累計4730万句の軌跡、「お~いお茶」と新俳句大賞の誕生
「お~いお茶」と新俳句の関係は1989年から。伊藤園は1985年に「缶入りの煎茶」を発売したが、「煎茶」を読める人が少なかったこともあって画期的な商品ながら販売に苦戦。そこで心機一転、1989年に「お~いお茶」へと改名し、同時に販売促進策として「新俳句大賞」が誕生した。
当時は、俵万智さんの『サラダ記念日』が約270万部と大ヒットし、一般市民もこぞって教室に通うなど短歌や俳句が一大ブームに。そしてSNSもない時代、そうした人々が抱えていた「作れても発表する場がない」という思いに目をつけ、俳句の作り手にも読み手にもなるお茶の購入者にも喜ばれるよう企画した。
その際、「俳句」ではなく「新俳句」としたのは幅広い人に楽しんでもらうため。季語や定型などは取り払い、自由な発想で書けるように。お~いお茶自体が缶入りの冷たいお茶という新市場を開拓する飲料でもあり、「あえての“新俳句”」となったわけだ。

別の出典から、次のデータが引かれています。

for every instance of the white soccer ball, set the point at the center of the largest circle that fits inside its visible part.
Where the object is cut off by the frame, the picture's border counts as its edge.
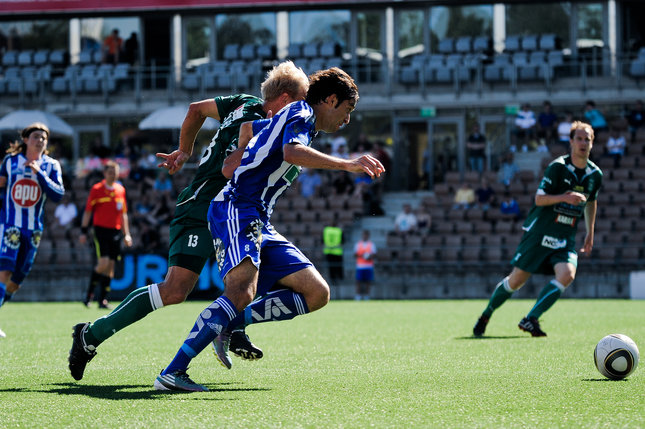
(616, 356)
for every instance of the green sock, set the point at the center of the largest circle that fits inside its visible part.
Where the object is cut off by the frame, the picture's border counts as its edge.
(500, 295)
(134, 307)
(548, 296)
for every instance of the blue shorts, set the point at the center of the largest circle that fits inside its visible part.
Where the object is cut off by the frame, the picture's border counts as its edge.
(18, 251)
(365, 274)
(240, 232)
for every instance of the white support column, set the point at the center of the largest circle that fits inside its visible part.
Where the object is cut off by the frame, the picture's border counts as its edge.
(499, 27)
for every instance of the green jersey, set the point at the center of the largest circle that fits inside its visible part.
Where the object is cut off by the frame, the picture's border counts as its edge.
(559, 222)
(193, 202)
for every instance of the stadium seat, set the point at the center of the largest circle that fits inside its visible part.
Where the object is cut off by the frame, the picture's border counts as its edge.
(530, 43)
(512, 44)
(446, 46)
(231, 52)
(247, 52)
(463, 45)
(41, 57)
(549, 42)
(25, 58)
(310, 50)
(483, 44)
(10, 58)
(330, 49)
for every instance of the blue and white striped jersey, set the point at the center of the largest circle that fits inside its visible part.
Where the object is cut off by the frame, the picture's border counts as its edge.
(263, 174)
(26, 191)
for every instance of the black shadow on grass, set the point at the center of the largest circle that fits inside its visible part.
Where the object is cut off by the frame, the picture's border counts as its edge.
(491, 337)
(124, 392)
(603, 379)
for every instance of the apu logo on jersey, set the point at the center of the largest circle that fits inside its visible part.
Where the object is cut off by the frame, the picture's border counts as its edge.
(26, 192)
(272, 307)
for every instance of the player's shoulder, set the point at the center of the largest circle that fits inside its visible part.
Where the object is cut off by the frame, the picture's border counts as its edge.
(593, 168)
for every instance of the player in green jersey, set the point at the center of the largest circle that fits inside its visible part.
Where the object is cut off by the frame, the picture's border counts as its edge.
(191, 243)
(568, 190)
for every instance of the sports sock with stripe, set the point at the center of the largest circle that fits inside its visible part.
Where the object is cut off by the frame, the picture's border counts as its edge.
(502, 292)
(138, 304)
(283, 304)
(548, 296)
(209, 324)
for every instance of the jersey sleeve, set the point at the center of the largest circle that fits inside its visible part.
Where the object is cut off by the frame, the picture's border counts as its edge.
(594, 194)
(549, 181)
(258, 124)
(52, 184)
(89, 206)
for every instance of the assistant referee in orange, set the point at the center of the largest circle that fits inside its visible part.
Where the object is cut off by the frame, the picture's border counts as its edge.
(106, 207)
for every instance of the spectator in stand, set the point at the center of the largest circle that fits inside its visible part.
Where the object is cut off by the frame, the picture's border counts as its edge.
(162, 183)
(65, 214)
(508, 170)
(424, 220)
(547, 123)
(365, 252)
(636, 119)
(615, 146)
(564, 128)
(510, 208)
(485, 194)
(131, 49)
(476, 145)
(595, 117)
(406, 221)
(343, 183)
(524, 127)
(464, 197)
(112, 46)
(309, 182)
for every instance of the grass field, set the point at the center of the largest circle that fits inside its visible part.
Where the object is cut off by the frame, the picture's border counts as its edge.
(396, 364)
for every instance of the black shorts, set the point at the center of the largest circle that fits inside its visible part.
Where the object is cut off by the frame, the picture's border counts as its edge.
(107, 242)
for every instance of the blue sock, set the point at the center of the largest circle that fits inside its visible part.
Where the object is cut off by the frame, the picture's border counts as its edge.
(3, 292)
(283, 304)
(209, 324)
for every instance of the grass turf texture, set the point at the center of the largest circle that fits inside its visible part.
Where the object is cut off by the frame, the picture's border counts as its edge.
(352, 364)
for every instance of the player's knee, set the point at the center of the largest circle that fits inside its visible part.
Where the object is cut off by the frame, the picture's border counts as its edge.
(319, 296)
(565, 279)
(172, 293)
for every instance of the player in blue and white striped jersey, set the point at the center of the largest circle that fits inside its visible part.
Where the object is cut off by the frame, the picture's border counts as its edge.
(253, 258)
(28, 177)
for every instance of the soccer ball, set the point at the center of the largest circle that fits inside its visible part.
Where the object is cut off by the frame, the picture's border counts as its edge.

コンテストは、1989年の初回から応募数4万1373句と大成功を収め、直近の第36回は173万9032句、累計はなんと約4905万1735句!現在の審査は現代俳句協会の会員のほか、いとうせいこうさんや人気テレビ番組「プレバト」でおなじみの夏井いつきさんらも担当。
先ほどの3句は第36回で大賞以上を受賞した作品。174万句近くから選ばれた3句なのだから、その言葉が放つエネルギーも当然だ。